The benefits to humanity outweigh the rights of individual creators. This is the same argument every monopolist has made throughout history.
Railroads were too important for land rights. Oil was too important for
environmental regulations. Social media was too important for privacy laws. Every time, the "greater good" argument was used to justify the concentration of
wealth and power at the expense of individuals.

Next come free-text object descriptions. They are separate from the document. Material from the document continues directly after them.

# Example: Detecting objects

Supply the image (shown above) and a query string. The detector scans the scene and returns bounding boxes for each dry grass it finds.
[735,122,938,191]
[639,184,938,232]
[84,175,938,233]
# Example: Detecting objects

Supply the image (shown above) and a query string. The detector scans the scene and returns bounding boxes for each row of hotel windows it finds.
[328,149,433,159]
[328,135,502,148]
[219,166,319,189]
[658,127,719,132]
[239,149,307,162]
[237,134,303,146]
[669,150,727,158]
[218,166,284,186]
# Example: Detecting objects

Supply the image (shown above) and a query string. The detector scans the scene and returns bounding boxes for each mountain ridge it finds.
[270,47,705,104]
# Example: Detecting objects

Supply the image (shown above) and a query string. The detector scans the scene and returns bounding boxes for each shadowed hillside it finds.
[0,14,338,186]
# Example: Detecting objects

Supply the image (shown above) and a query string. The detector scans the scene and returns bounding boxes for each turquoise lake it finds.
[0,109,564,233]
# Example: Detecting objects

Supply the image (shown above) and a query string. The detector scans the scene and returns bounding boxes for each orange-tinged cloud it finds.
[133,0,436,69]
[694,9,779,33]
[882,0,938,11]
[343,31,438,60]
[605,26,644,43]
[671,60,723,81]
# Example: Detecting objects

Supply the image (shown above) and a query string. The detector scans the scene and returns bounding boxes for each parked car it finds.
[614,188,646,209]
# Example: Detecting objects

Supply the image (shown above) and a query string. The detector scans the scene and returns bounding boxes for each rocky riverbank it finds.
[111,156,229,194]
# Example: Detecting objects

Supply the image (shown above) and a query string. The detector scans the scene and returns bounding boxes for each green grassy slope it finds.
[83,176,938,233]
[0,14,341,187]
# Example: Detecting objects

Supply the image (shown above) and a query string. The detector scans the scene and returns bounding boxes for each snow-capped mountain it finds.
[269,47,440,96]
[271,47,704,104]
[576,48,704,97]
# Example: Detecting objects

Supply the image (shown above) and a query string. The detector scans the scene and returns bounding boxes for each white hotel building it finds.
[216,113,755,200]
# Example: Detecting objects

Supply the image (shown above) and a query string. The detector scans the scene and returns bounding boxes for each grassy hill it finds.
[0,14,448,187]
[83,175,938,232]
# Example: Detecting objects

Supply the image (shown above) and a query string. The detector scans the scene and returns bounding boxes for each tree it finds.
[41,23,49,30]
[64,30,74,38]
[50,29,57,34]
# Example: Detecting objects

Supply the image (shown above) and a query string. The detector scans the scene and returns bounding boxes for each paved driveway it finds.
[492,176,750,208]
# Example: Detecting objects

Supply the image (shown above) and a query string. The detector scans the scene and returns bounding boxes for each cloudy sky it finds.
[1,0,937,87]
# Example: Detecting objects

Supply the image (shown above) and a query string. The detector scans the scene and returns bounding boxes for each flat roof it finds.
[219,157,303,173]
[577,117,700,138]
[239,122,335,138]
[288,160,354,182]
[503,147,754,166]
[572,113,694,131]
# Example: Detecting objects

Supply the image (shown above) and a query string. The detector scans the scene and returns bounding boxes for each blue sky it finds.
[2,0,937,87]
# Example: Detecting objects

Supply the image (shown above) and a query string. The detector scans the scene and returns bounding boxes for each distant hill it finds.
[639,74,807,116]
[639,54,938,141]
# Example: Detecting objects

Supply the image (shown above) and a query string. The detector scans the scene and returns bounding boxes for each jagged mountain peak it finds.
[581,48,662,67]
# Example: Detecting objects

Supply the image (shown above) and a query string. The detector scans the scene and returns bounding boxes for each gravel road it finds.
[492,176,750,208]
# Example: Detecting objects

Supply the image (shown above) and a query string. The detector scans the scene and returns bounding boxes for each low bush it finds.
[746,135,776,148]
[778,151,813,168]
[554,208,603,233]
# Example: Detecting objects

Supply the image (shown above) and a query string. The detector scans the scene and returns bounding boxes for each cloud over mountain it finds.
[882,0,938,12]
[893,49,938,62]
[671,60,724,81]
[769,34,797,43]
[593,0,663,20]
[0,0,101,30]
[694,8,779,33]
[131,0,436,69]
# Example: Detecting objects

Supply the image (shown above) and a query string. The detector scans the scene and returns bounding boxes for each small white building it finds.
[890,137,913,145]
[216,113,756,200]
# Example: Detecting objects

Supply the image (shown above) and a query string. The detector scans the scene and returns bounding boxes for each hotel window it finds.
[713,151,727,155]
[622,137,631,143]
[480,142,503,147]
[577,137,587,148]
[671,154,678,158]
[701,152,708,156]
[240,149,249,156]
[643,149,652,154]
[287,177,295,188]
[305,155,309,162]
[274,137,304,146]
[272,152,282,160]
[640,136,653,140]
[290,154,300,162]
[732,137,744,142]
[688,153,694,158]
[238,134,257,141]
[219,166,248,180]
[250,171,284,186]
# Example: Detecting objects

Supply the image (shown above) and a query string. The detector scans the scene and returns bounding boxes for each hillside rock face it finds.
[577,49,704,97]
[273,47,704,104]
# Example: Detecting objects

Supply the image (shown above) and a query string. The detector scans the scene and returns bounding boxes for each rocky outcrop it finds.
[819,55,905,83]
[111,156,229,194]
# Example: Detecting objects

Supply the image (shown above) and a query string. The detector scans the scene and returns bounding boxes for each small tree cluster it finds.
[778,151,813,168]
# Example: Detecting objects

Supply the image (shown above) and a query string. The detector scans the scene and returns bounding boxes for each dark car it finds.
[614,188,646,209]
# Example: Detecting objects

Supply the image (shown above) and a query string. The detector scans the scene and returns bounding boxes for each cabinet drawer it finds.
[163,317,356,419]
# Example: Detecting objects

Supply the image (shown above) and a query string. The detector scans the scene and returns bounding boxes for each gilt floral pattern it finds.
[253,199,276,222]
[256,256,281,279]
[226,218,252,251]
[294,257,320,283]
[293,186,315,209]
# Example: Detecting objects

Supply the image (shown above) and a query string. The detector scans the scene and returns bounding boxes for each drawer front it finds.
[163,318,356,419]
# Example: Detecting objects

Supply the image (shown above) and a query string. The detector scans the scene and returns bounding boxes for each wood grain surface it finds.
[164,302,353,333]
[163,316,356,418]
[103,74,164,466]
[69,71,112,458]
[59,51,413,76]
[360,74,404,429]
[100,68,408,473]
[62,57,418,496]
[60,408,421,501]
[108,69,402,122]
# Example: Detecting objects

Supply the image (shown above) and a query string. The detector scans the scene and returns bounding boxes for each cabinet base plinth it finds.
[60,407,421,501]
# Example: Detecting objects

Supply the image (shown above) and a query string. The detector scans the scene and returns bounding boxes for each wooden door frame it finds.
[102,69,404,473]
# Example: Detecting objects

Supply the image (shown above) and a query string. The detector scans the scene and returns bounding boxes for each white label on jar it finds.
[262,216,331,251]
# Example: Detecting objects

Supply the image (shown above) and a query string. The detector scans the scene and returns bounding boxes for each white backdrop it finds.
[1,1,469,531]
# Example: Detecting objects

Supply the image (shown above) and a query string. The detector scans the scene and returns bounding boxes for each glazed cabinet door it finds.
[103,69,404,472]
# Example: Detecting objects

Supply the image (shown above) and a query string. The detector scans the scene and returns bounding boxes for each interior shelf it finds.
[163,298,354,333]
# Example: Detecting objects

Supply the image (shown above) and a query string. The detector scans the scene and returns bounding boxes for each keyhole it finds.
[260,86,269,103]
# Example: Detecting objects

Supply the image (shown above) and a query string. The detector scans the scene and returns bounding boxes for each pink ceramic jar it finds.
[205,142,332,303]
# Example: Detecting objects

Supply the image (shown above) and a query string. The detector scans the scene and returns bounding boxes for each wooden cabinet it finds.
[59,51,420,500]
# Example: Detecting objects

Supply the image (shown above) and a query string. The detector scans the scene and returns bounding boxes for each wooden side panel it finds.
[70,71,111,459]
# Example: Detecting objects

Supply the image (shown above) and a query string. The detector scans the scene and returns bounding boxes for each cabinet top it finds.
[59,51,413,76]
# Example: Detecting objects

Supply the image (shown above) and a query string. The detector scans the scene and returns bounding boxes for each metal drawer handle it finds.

Push Back Support creators directly: Buy books, subscribe to news outlets, commission artists
Use opt-out tools: Many AI companies now offer opt-out mechanisms — use them, even if they're inadequate
Support legislation: Contact your representatives about AI copyright reform
Demand transparency: Require AI companies to disclose their training data sources
Boycott when appropriate: If a company won't disclose its training practices, consider alternatives
Remember: Every piece of content you create has value. Don't let anyone tell you otherwise The AI companies didn't ask your permission to take your work. They didn't ask
the authors, the artists, the journalists, or the programmers. They stole your words. Now they're selling them back to you.